There is a call to this function __multdc3, which somehow replaced the call to the operator*= (its mangled name would be _ZNSt7complexIdEmLIdEERS0_RKS_IT_E and the complex number would be passed per reference).

However, there seems to be nothing special in the implementation of the operator*= which would explain the magic:

// 26.2.5/13
  // XXX: This is a grammar school implementation.
  template<typename _Tp>
    template<typename _Up>
    complex<_Tp>&
    complex<_Tp>::operator*=(const complex<_Up>& __z)
    {
      const _Tp __r = _M_real * __z.real() - _M_imag * __z.imag();
      _M_imag = _M_real * __z.imag() + _M_imag * __z.real();
      _M_real = __r;
      return *this;
}

I must be missing something, thus my question: What is the reason for the resulting assembler?


Solution

  • You should note that it is, strictly speaking, "wrong" to implement the complex floating point multiplication by the formula

    (a+i*b)*(c + i*d) = a*c - b*d + i*(b*c + a*d)
    

    I write wrong in quotes, because the C++ standard does not actually require correct implementation. C does specify it in the some appendix.
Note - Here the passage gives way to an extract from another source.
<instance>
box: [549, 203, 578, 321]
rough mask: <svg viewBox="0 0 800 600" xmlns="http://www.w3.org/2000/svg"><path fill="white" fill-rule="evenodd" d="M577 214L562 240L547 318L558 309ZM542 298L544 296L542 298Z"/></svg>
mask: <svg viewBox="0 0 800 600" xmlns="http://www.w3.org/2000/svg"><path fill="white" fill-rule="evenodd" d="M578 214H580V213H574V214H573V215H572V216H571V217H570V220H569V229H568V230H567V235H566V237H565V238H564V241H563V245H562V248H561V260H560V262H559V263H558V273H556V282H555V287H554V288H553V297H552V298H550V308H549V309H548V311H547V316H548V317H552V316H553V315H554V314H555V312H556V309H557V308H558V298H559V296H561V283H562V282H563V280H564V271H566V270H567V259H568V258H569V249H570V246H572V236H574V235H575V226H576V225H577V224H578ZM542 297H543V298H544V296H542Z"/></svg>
    The simple implementation does not give correct results with Inf and/or NaN in the input.

    consider (Inf + 0*i)*(Inf + 0*i): Clearly, for consistent behavior, the result should be the same as for real floating point, namely Inf, or (Inf + 0*i), respectively. However, the formula above gives Inf + i*NaN.

    So I could imagine that __muldc3 is a longer function that handles these cases correctly.

    When the call goes away with -ffast-math then this is most likely the explanation.